Pixar are known for hitting it out the park every single time they release a new animated film, and with The Good Dinosaur… well, maybe this one’s the exception. It’s sometimes tough to give your opinion on an animated movie because you feel like maybe you weren’t exactly the target market… but they you think, no hang on… this is Pixar, everyone is their target market, and they’ve proved that they can put smiles on the faces of all ages time and time again. This film however, comes across as strangely violent and even a little oddly twisted at times, reminiscent of the sort of odd cartoon beats you get from some of Cartoon Network’s stranger offerings and really finding its peak when you are introduced to one of the cutest, cuddly creatures you’ve ever seen, only to have it unceremoniously snapped up by the jaws of a character and visibly lodged in its lanky throat. It’s pretty dark and grim, even by our modern standards and the strange characters don’t really stop coming.

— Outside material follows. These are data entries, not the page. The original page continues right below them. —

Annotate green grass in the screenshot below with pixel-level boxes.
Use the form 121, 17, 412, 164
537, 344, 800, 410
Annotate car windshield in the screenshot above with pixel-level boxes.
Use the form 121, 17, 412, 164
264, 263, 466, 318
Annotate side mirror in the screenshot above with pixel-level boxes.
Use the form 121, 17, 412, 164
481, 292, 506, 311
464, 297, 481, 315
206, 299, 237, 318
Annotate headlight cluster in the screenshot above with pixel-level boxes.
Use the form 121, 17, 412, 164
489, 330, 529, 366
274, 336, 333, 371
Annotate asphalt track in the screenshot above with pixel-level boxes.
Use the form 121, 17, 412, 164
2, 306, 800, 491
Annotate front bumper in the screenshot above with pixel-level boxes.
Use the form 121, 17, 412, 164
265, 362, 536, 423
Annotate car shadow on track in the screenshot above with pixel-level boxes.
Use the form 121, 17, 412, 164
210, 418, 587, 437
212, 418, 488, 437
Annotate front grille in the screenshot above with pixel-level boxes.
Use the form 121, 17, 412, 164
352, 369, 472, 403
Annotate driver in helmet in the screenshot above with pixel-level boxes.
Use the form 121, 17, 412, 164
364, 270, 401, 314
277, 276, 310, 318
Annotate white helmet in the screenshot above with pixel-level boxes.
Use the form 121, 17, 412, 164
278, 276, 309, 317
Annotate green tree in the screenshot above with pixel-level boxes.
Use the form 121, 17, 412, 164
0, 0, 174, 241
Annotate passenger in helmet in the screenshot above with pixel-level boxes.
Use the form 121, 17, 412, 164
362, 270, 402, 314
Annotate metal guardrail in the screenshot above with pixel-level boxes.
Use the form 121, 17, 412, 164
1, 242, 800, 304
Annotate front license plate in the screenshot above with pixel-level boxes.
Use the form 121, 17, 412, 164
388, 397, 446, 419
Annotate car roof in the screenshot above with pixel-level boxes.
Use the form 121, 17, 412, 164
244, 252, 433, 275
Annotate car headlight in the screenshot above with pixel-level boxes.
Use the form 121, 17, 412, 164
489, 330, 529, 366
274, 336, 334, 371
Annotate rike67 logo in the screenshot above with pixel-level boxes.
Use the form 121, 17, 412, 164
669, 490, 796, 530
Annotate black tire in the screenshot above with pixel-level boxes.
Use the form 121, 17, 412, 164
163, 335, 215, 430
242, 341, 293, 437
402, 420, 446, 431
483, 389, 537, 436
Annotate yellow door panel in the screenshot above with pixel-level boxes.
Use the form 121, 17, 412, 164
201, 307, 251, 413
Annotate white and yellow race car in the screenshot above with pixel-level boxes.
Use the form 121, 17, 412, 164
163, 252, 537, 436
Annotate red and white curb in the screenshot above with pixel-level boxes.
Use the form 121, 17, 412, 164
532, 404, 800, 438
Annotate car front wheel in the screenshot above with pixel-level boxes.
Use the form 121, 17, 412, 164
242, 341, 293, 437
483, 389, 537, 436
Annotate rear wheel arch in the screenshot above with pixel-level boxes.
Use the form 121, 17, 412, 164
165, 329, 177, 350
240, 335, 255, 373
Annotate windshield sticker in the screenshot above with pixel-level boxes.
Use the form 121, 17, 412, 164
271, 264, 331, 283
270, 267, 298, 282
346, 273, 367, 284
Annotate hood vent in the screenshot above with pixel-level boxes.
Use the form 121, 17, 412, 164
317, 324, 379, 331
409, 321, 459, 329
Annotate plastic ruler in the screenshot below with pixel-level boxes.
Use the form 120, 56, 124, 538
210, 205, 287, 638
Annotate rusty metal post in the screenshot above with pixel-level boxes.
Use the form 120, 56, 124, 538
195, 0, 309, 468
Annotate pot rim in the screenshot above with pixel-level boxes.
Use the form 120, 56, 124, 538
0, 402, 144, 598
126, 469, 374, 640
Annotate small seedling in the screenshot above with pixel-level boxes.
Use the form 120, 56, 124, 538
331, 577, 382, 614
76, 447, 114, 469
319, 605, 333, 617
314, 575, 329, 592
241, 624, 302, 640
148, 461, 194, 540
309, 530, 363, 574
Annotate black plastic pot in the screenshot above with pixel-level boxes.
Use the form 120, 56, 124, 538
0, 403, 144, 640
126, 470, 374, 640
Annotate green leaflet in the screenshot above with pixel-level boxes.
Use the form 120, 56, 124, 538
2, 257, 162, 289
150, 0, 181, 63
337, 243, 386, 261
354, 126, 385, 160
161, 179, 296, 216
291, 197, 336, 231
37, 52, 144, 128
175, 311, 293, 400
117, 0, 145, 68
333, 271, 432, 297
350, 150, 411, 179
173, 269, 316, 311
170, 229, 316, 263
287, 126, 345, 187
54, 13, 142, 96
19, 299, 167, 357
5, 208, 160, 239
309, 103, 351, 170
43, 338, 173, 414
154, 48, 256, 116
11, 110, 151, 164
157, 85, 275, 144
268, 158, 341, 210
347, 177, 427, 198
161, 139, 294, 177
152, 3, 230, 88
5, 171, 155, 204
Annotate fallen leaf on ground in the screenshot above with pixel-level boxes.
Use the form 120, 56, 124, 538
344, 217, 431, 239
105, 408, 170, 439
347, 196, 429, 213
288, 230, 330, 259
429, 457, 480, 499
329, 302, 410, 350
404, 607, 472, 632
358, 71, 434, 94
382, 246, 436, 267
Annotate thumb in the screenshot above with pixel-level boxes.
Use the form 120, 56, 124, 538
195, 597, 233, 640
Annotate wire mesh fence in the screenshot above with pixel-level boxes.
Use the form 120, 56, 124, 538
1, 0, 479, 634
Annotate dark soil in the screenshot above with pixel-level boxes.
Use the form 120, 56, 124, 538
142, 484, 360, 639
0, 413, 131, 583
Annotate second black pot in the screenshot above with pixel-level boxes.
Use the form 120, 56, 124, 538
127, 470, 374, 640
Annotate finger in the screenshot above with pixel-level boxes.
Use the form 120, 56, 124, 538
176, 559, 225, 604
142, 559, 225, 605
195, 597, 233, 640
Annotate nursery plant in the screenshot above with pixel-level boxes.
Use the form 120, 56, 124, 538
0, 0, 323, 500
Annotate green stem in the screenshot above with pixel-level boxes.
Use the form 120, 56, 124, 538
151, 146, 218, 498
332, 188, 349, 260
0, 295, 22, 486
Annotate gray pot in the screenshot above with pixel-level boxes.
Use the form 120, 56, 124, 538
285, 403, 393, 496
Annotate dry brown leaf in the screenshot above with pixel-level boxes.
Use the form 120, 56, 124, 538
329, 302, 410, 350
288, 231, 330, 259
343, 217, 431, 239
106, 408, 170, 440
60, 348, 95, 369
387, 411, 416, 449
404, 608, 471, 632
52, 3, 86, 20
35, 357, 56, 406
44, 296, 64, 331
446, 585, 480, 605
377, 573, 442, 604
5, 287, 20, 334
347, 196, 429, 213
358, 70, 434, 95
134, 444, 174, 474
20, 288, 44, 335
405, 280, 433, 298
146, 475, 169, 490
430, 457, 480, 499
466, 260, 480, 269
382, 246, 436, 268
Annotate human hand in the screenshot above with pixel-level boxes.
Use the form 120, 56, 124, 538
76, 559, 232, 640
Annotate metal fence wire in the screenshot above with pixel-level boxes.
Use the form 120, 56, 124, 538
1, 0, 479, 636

The point of the story is supposed to show kids that they can overcome danger, push through pain and find their strength… but by the time the movie was over the most I got from the film was to never go outside, never talk to anyone ever and remember that pretty much everything out there wants you dead. I haven’t mentioned that the early twist in the story is that primitive humans are seen as creatures to the dinosaurs, and Arlo develops a relationship with one over the course of the movie, but there’s not much worth telling because in the end it teaches a little bit about belonging and doesn’t really do much else.

I already felt a bit distracted by the contrast in art style and visual detail between the unbelievably detailed setting and the dinosaurs, who feel more like animated versions of cheap toys designed to be in a budget TV show for kids, especially the lead dinosaur and his family… the design just doesn’t fit. I felt conflicted when the film was over, especially knowing I’d just watched something from Pixar. I didn’t find it overly humorous, cute or meaningful compared to their usual fare and the purpose of its existence seemed like it was all over the place.

Verdict: It’s disappointing to say that I finally watched a Pixar movie I didn’t like, never mind that it’s probably the first I didn’t love. It truthfully isn’t terrible by any stretch, but I wouldn’t go out of my way to see it and even more so if you were planning on watching it with your kids.